Are you ready to feel sad? Well, if you’re watching this show, you better be.
Despite how tearful To Your Eternity was, it’s difficult to call this series a tragedy. You see, for the life of an immortal, loss is inevitable. I struggle to think of something more terrifying than the idea of living forever. Sooner or later, the people an immortal cares for will die. And for someone like Fushi, who seemed to make friends wherever they went, is it no surprise how often they experienced grief.
And to take it up a notch, this series was quite skilled at crafting likable characters. Without giving away who, much of To Your Eternity’s cast did not last very long. So, yeah, be prepared for a few tears.
Regardless, this series, for how emotional it got, was impossible to put down.
Speaking from experience, time-jumps in stories are dangerous tools. Even when well-used, they tend to come off as a lazy alternative to proper development. Rather than taking the time to show growth and maturity, have a couple of years go by. Suddenly, a character we once knew is an entirely different person.
Rather unfortunately, To Your Eternity is a perfect example of this. Post-time-jump Fushi became an active influencer in this story, which was quite the tonal shift from the first half of the series.
Don’t get me wrong; I understand why To Your Eternity was between a rock and a hard place. How do you tell the tale of an immortal being without skipping a few years? In terms of narrative progression, I’ll accept this show didn’t have much choice.
Nevertheless, the downsides of time-jumps were in full force. Also, the final episode revealed that there will be a tremendous leap forward when this series goes into its second season (scheduled for 2022). We’ll see how that plays out.

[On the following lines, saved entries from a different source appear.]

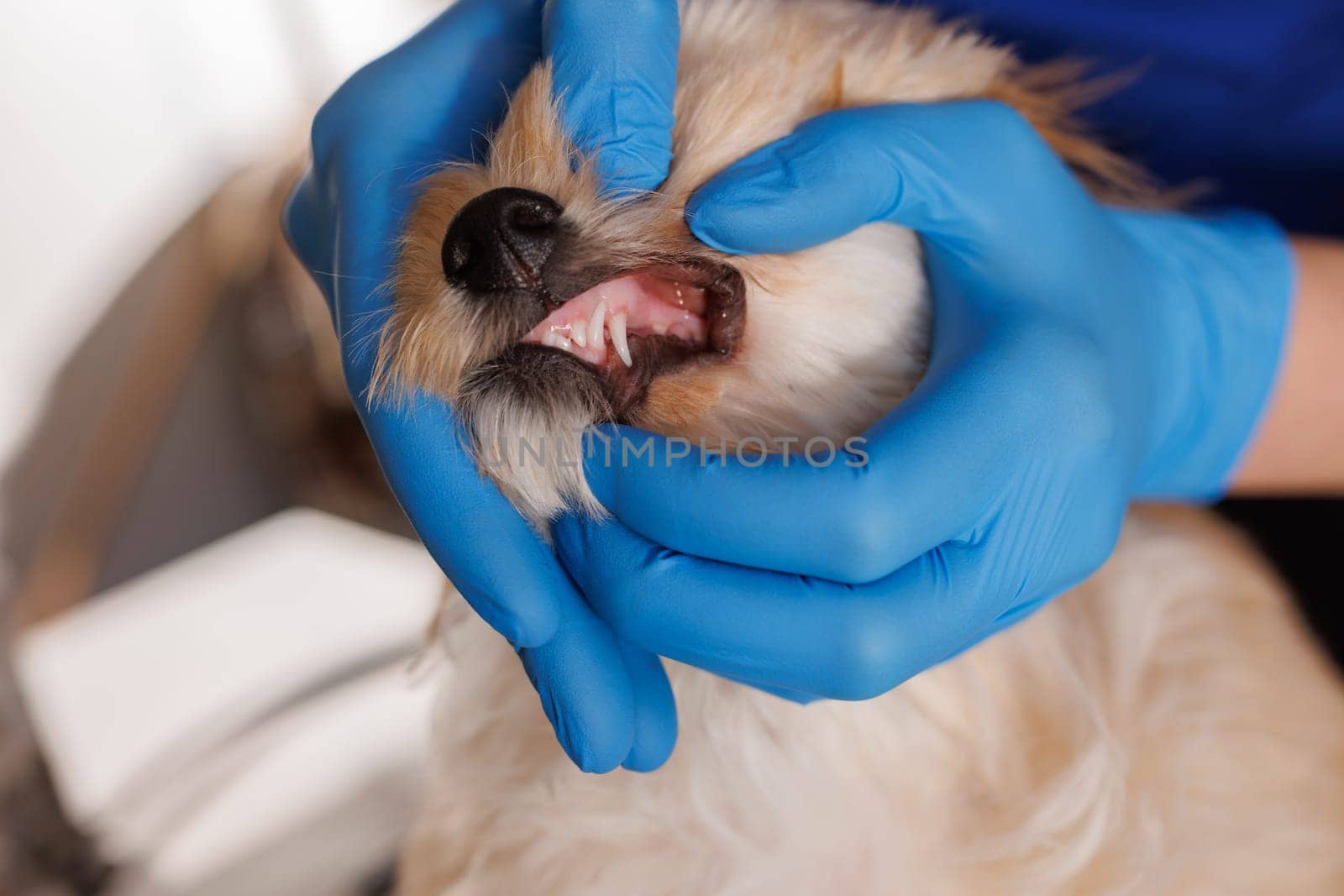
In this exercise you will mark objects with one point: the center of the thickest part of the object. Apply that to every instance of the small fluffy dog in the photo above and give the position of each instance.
(1164, 728)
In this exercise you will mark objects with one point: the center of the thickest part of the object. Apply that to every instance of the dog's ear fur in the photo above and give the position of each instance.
(1048, 96)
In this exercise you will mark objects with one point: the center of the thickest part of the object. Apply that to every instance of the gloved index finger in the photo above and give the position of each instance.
(916, 479)
(951, 170)
(615, 67)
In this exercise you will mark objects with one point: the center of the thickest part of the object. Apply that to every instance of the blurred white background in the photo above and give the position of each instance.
(120, 118)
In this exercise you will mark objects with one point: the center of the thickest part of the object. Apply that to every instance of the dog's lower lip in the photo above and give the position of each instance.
(601, 320)
(665, 317)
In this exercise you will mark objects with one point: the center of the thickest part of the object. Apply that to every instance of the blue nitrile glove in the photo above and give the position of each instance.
(1082, 358)
(375, 137)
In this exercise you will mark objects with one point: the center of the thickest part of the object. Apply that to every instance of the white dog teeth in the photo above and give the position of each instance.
(597, 324)
(555, 340)
(622, 347)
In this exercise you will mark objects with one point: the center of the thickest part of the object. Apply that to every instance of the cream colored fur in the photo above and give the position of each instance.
(1164, 728)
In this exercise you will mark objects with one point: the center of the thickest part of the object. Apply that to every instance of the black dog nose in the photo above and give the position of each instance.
(501, 239)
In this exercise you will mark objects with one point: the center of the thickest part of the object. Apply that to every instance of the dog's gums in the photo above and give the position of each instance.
(636, 305)
(638, 325)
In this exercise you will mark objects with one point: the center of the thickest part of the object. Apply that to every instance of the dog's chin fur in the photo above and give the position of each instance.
(1166, 728)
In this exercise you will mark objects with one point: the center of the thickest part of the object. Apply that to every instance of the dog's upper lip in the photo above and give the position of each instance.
(656, 331)
(638, 304)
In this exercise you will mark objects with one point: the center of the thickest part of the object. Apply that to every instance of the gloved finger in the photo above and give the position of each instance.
(429, 98)
(467, 524)
(588, 692)
(788, 631)
(615, 69)
(944, 170)
(308, 233)
(655, 711)
(929, 469)
(378, 170)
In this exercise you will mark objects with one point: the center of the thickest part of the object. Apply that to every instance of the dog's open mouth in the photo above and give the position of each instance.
(647, 322)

Additionally, Fushi’s transformations were quite convenient. Now, I’m not saying Fushi having the ability to transform into other creatures was the problem. Instead, it was WHO Fushi could become; our hero was quite the powerhouse, especially by the end of this show.

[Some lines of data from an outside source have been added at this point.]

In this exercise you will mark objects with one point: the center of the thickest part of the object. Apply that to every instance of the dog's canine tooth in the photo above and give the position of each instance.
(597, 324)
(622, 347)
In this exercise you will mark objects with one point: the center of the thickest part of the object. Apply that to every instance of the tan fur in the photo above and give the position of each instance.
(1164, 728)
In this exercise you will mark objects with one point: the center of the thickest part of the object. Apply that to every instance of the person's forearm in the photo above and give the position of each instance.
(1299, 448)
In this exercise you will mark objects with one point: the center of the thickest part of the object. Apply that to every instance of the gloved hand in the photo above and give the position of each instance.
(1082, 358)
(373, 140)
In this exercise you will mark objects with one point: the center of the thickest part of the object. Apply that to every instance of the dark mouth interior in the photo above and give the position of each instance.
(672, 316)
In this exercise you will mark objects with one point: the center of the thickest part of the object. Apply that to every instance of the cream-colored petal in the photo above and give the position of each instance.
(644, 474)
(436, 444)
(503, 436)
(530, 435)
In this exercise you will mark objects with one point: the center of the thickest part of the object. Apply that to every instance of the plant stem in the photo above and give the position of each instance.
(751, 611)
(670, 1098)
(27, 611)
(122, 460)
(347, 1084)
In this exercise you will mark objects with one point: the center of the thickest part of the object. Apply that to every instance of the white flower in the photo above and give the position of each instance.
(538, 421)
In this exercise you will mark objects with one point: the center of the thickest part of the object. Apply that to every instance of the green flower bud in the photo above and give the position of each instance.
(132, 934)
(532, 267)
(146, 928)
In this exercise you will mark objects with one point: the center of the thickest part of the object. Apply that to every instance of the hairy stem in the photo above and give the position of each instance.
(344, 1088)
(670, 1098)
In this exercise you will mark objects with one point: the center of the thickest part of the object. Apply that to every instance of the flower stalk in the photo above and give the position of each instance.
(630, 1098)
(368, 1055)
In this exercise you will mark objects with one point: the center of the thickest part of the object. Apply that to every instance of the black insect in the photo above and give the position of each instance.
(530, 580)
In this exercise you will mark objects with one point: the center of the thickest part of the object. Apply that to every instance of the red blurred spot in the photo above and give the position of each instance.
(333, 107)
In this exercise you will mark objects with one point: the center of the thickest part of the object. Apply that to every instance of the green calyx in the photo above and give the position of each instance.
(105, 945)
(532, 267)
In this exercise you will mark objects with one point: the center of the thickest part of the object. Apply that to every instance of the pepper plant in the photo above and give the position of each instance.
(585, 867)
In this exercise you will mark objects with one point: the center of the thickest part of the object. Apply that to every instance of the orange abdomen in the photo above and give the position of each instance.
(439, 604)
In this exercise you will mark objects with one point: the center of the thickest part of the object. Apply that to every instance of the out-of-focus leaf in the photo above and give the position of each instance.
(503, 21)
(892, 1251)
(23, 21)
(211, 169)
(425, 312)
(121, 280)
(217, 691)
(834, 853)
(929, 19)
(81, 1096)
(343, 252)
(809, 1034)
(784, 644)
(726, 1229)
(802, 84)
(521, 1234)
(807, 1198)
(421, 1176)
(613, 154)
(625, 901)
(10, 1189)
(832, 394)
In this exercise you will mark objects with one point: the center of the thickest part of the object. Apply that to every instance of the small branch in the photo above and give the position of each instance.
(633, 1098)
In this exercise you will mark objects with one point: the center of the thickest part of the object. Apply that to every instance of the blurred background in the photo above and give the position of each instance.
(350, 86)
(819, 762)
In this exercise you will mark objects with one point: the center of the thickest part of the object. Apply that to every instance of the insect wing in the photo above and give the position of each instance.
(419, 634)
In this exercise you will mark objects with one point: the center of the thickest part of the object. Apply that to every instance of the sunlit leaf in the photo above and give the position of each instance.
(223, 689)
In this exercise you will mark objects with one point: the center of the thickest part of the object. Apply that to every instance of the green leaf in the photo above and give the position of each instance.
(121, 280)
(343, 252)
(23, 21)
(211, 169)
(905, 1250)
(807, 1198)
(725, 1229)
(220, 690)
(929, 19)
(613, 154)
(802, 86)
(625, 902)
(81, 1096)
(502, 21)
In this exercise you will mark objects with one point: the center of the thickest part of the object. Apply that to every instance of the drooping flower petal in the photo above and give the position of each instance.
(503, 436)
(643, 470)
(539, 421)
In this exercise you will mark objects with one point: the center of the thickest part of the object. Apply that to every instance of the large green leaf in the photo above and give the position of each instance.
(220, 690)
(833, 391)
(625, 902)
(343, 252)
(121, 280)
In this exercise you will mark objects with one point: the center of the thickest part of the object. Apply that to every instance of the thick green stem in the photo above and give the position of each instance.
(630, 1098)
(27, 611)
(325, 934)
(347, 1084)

There is one way to see this aspect that works in To Your Eternity’s favor. The wide diversity of Fushi’s forms suggested that no matter what, everything has value.
For instance, Fushi could turn into a mole. At first glance, what good would this do? Moles aren’t known for their fighting prowess. However, with a little outside-the-box thinking, a mole can become quite helpful if you need to become small to fit through tight spaces. Plus, imagine there is this giant wall in front of you. Going over such an obstacle might prove impossible if said wall is heavily guarded. But as a mole, you can easily dig under the barrier, and no one would be the wiser.
So, yes, I do think this series was often clever with Fushi’s powers.
Be that as it may, a few of Fushi’s forms had particular usages that had nothing to do with cleverness.
Yeah, becoming an animal with keen senses is useful. But do you know what has a far more practical application for a being who often finds themselves in a fight? How about turning into something that can breathe freaking fire? Not many of those are walking around, and yet, Fushi met one.
While this aspect became troublesome if you were to linger on it for too long, To Your Eternity had plenty of other qualities to distract you from it. Ultimately, this was a show with action elements, but it was not an action series. This story was much more endearing, valuing emotions over spectacle.
As such, To Your Eternity stood tall.
There was a unique feel to this show, which allowed it to set itself apart in a spectacular way. This series did not waste that opportunity.
From the outset, this story appears to be an epic adventure waiting to happen. But though the fight scenes aren’t the flashiest and action wasn’t the primary focus, “epic” remains an apt word to describe this narrative. Its journey is an emotional one, and speaking for myself, it struck home more than once.
As hinted earlier in the review, a season two should be releasing some time in 2022. And I can’t wait.
To Your Eternity has earned a recommendation.